Voxtral-Mini-4B-Realtime-2602-Quant (ExecuTorch)
This repo contains a quantized version of Voxtral-Mini-4B-Realtime-2602 and allows for fully local, low-latency realtime transcription on your MacBook.
This 4-bit quantized checkpoint is only compatible with macOS and the M-Series computers. To run Voxtral-Mini-4B-Realtime on different hardware, please follow the installation guidelines here.
Installation
Let's first install executorch from source, enabling the Metal backend.
Git clone
export EXECUTORCH_PATH="$HOME/executorch"
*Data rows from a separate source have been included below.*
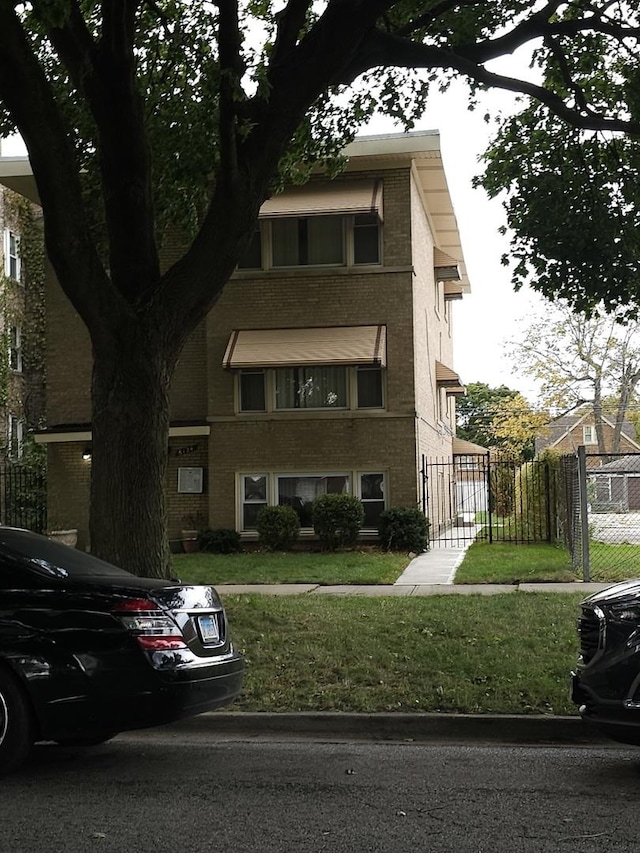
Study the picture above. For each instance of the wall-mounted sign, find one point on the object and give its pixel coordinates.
(183, 451)
(190, 481)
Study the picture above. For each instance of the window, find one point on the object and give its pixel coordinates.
(369, 381)
(15, 435)
(15, 349)
(372, 497)
(366, 239)
(12, 263)
(331, 240)
(252, 391)
(300, 490)
(310, 388)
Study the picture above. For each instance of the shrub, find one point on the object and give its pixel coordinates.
(337, 520)
(220, 541)
(278, 527)
(404, 528)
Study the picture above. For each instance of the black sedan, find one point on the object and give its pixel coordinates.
(88, 650)
(606, 684)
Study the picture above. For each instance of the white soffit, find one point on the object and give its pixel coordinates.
(16, 175)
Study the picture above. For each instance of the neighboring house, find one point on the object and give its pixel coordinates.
(615, 486)
(326, 365)
(566, 434)
(21, 377)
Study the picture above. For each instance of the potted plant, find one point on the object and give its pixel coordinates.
(66, 535)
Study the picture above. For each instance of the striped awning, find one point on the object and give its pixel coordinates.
(333, 198)
(334, 345)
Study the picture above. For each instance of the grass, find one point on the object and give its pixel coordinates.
(503, 562)
(505, 654)
(367, 566)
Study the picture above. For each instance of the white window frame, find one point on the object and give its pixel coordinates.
(354, 483)
(15, 345)
(12, 256)
(348, 225)
(270, 393)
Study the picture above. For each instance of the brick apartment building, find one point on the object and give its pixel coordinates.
(326, 365)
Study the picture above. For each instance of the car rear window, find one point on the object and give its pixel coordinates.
(38, 554)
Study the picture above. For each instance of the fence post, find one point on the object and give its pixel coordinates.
(584, 512)
(489, 502)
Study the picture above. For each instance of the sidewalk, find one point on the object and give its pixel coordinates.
(428, 727)
(430, 573)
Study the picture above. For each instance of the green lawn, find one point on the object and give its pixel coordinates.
(504, 562)
(367, 566)
(504, 654)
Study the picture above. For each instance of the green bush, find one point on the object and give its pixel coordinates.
(220, 541)
(278, 527)
(337, 520)
(404, 528)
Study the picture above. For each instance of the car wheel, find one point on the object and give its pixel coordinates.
(96, 740)
(16, 723)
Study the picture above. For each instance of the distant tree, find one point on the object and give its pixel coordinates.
(515, 427)
(580, 361)
(476, 410)
(572, 203)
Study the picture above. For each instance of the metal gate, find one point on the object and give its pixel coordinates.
(486, 497)
(23, 498)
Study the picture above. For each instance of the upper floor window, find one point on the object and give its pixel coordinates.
(323, 240)
(310, 387)
(12, 261)
(15, 349)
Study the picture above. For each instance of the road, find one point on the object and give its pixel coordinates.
(169, 790)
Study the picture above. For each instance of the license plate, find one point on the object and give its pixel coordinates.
(209, 629)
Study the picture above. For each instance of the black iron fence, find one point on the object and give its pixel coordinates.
(23, 498)
(497, 499)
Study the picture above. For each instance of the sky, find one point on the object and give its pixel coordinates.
(485, 320)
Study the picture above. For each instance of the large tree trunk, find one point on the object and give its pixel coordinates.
(130, 431)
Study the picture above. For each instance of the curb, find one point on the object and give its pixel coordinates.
(521, 729)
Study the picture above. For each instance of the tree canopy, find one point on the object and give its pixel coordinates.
(140, 114)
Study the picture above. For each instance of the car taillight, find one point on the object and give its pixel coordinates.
(152, 628)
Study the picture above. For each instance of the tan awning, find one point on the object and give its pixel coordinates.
(291, 347)
(462, 447)
(445, 376)
(455, 390)
(333, 198)
(445, 267)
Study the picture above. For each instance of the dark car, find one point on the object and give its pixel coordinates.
(606, 684)
(88, 650)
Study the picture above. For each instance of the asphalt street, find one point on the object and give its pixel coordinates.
(186, 791)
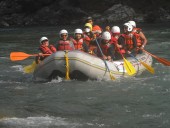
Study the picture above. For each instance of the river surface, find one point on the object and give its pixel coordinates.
(137, 102)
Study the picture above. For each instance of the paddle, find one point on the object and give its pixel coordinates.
(111, 76)
(149, 68)
(30, 68)
(67, 65)
(161, 60)
(128, 66)
(15, 56)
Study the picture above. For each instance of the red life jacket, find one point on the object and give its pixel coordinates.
(128, 41)
(47, 50)
(64, 45)
(53, 49)
(136, 32)
(87, 39)
(114, 40)
(104, 48)
(78, 44)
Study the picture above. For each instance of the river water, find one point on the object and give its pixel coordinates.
(138, 102)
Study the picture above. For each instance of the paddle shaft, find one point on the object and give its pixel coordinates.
(149, 68)
(104, 60)
(15, 56)
(161, 60)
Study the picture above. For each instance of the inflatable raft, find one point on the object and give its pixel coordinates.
(83, 66)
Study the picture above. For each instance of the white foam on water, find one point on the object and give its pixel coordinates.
(18, 68)
(38, 122)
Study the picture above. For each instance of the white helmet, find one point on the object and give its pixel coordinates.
(78, 31)
(63, 31)
(115, 29)
(106, 36)
(129, 27)
(87, 29)
(43, 39)
(132, 23)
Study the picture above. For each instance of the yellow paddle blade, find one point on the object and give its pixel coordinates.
(129, 67)
(149, 68)
(30, 68)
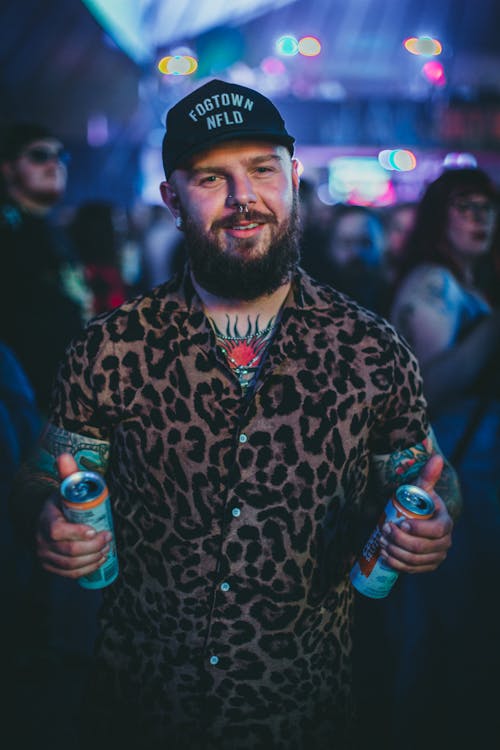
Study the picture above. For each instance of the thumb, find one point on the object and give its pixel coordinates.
(431, 472)
(66, 465)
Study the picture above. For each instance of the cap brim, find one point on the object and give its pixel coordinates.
(247, 135)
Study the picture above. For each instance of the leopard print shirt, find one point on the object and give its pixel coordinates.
(236, 516)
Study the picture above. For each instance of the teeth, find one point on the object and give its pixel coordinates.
(247, 226)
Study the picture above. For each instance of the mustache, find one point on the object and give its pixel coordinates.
(235, 219)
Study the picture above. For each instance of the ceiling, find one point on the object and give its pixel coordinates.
(68, 67)
(57, 61)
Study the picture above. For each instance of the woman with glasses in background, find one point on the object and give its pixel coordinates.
(454, 329)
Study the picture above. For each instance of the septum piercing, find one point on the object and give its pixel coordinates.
(242, 207)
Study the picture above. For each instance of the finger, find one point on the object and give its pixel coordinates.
(66, 465)
(407, 562)
(431, 472)
(400, 543)
(73, 573)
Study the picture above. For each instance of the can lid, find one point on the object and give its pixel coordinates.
(82, 486)
(415, 499)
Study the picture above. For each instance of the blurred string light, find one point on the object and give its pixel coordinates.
(288, 46)
(178, 65)
(397, 160)
(423, 45)
(458, 160)
(433, 71)
(309, 46)
(360, 180)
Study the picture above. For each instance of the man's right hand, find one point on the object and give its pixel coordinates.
(71, 550)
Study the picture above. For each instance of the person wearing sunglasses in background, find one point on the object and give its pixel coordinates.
(44, 301)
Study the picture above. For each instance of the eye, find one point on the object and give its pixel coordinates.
(209, 179)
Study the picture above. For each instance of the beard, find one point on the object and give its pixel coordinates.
(236, 276)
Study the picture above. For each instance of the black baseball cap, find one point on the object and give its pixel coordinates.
(219, 111)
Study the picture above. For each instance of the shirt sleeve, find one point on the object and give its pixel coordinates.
(401, 419)
(77, 402)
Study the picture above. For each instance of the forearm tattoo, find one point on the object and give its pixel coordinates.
(404, 466)
(38, 478)
(90, 454)
(436, 293)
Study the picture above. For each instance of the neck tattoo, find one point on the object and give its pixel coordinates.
(244, 353)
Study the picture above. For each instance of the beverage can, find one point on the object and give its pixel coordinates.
(85, 499)
(371, 575)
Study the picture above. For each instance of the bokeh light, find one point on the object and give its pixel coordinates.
(287, 46)
(423, 45)
(309, 46)
(177, 65)
(397, 159)
(434, 72)
(458, 160)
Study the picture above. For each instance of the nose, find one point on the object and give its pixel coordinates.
(241, 192)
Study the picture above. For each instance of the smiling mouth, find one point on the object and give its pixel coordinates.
(245, 227)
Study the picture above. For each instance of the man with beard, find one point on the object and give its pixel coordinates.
(44, 300)
(238, 413)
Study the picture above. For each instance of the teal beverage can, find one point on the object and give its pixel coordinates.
(85, 499)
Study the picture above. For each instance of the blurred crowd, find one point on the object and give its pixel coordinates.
(431, 267)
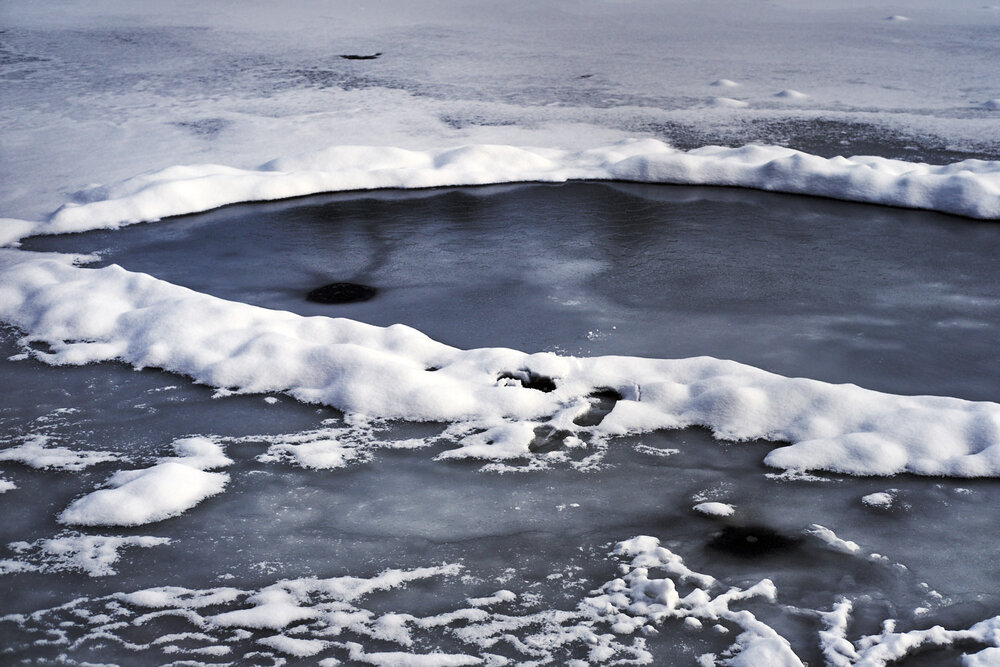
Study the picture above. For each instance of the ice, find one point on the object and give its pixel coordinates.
(93, 554)
(390, 537)
(970, 188)
(89, 315)
(880, 499)
(715, 509)
(33, 452)
(170, 488)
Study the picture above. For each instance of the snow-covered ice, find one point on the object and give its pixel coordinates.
(169, 488)
(365, 519)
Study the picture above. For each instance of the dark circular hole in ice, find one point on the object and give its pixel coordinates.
(341, 293)
(752, 541)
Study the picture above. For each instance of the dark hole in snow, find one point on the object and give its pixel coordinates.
(341, 293)
(547, 439)
(39, 346)
(602, 401)
(530, 380)
(752, 541)
(353, 56)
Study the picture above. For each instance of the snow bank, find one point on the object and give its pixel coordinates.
(91, 315)
(715, 509)
(93, 554)
(34, 453)
(168, 489)
(969, 188)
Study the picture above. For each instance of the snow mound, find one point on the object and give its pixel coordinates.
(728, 103)
(715, 509)
(168, 489)
(93, 554)
(92, 315)
(880, 500)
(970, 188)
(790, 94)
(34, 453)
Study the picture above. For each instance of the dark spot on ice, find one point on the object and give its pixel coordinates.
(602, 402)
(530, 380)
(352, 56)
(204, 127)
(547, 439)
(752, 541)
(40, 346)
(341, 293)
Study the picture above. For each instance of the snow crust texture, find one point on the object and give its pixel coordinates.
(969, 188)
(329, 621)
(170, 488)
(501, 398)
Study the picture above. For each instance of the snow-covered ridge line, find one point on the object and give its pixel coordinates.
(91, 315)
(970, 188)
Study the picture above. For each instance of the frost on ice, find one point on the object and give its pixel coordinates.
(330, 620)
(494, 396)
(969, 188)
(93, 554)
(170, 488)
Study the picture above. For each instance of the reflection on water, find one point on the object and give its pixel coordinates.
(896, 300)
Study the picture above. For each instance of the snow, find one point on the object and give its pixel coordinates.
(830, 538)
(90, 315)
(715, 509)
(970, 188)
(879, 499)
(97, 93)
(300, 648)
(168, 489)
(33, 452)
(94, 555)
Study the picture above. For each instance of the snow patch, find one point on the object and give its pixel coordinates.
(168, 489)
(91, 315)
(791, 94)
(94, 555)
(728, 103)
(34, 453)
(880, 500)
(830, 538)
(970, 188)
(715, 509)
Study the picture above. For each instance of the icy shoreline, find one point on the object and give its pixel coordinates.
(970, 188)
(504, 398)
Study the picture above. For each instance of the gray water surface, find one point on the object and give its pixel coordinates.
(895, 300)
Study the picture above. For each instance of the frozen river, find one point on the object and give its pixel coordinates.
(600, 410)
(895, 300)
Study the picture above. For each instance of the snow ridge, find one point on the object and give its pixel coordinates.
(969, 188)
(91, 315)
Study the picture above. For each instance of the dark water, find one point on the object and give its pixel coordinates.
(896, 300)
(902, 301)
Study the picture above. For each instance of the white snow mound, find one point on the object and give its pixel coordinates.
(168, 489)
(91, 315)
(969, 188)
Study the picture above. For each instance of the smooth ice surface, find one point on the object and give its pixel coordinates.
(170, 488)
(380, 542)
git clone https://github.com/pytorch/executorch/ ${EXECUTORCH_PATH}
Installation with Metal backend
cd ${EXECUTORCH_PATH} && EXECUTORCH_BUILD_KERNELS_TORCHAO=1 TORCHAO_BUILD_EXPERIMENTAL_MPS=1 ./install_executorch.sh
We recommend installing in a new conda or venv environment. If you run into any installation problems, open an issue or have a look at the official Voxtral Realtime installation guide
Build ExecuTorch with Metal backend support
cd ${EXECUTORCH_PATH} && make voxtral_realtime-metal
Having run this command you should have a new folder:
export CMAKE_RUNNER="${EXECUTORCH_PATH}/cmake-out/examples/models/voxtral_realtime/voxtral_realtime_runner"
ls ${CMAKE_RUNNER}
If you run into any installation problems, open an issue or have a look at the official Voxtral Realtime installation guide
Additional
Also make sure that you have libomp installed and exported:
brew install libomp
export DYLD_LIBRARY_PATH=/usr/lib:$(brew --prefix libomp)/lib
and that sounddevice is installed so that you can record microphone input:
pip install sounddevice
Download model
Make sure to download:
- the
preprocessor.pteprocessor file - the
tekken.jsonoriginal tokenizer file - the
model-metal-int4.ptequantized model file
export LOCAL_FOLDER="$HOME/voxtral_realtime_quant_metal"
hf download mistralai/Voxtral-Mini-4B-Realtime-2602-Executorch --local-dir ${LOCAL_FOLDER}
Run with local microphone
Let's make use of the downloaded stream_audio.py script to stream audio from
our MacBook's microphone our voxtral realtime runner.
Make sure it is executable:
cd ${LOCAL_FOLDER} && chmod +x stream_audio.py
Now we can stream and transcribe audio fully locally with very low latency / delay.
Now cd into our downloaded folder and transcribe your microphone input:
cd ${LOCAL_FOLDER} &&
./stream_audio.py | \
${CMAKE_RUNNER} \
--model_path ./model-metal-int4.pte \
--tokenizer_path ./tekken.json \
--preprocessor_path ./preprocessor.pte \
--mic